Mac is recruited after a steel worker from the factory where he works as a security guard exits the show. One might think that this would be enough material to actually write a novel, but it all becomes more or less background noise when Mac agrees to take part in the play, and bumps into Siwan, a young woman he was close to at school. Siwan’s mother was an environmental activist and ended up going to prison for her protests. Siwan had visited him in the seminary the day he agreed to leave the priesthood and said to him: “Forgive me, Father, for I am about to make a mistake.” The nature of the sin she intends to commit becomes the focus of the novel.
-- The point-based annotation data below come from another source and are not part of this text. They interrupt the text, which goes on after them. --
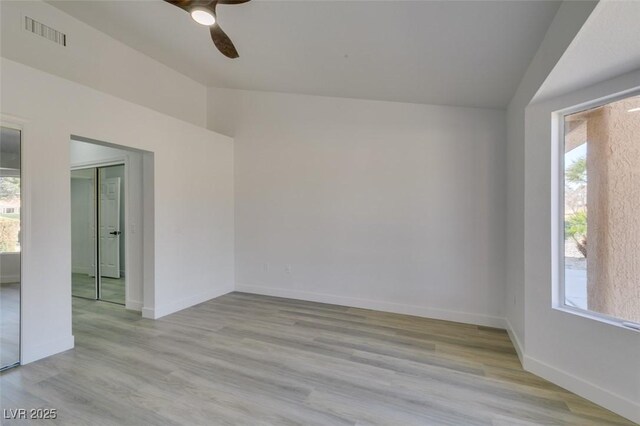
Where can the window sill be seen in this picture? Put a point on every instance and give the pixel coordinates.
(627, 325)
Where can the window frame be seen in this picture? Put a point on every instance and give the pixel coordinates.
(558, 213)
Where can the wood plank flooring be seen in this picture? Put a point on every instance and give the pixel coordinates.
(244, 359)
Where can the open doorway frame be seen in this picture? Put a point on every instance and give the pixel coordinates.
(124, 161)
(138, 216)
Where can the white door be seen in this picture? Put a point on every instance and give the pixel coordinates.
(110, 227)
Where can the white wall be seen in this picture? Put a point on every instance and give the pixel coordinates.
(94, 59)
(391, 206)
(596, 360)
(192, 168)
(565, 25)
(132, 244)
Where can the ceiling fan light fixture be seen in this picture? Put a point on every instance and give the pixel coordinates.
(203, 17)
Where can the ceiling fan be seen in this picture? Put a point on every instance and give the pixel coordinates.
(204, 13)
They weren’t exactly a couple, Siuan and Mac – they never slept together, never kissed, never talked at school. What they shared were nights at the Plaza Cinema, where they would sit together in the dark watching movies, and Siwan would let her leg rest on Mac’s. This was their only point of contact, and from the way he interacts with his parents nowadays, one suspects that it may have been practically the only point of real human contact Mac ever had – he certainly couldn’t talk to his father, and could only talk to his mother about God, the local priest, and television. How heartbreaking, then, that Siwan’s current interest in Mac seems tied to his job as a security guard at the Port Talbot steel plant, which we quickly learn she plans to blow up during the weekend of the play. Businesses will be closed for strike action to draw attention to proposed layoffs. Siwan’s plan is to take advantage of them being empty and detonate a bomb without killing anyone. But of course, to do this, you need to get a bomb on site. Lucky for her, the boy who had been missing her at school could make that possible.
There is so much in this rich, involving, and emotionally charged book. It’s more than can stay in focus all the way through, and some elements of the action recede as the narrative unfolds. Mac’s mother’s illness and the deaths of his grandparents remain horrific but largely off-stage sorrows. Once a strike is determined, it is never revisited. The play ceases to matter; Mac misses the crucifixion, calling it “ridiculous,” and by the time he comes across a Roman centurion lying on the sand dune, having donned his priest’s robes for the bombing, the plot has begun to feel like a MacGuffin, or perhaps more accurately a simple allegory for the true heart of the matter. The novel eventually becomes something more focused and intense – it is the story of a man who got off to a false start in life, revisiting the closed site of his youth and haunting it, unable to enter again. He faces immense loneliness and is manipulated by the one person who seemed to offer a way out of his isolation. Ultimately, it becomes a novel about nihilism—seeing no way out of a dead-end future, Mac decides to help someone blow up the whole place, simply because he cared about her at least once. It is destroyed through pain.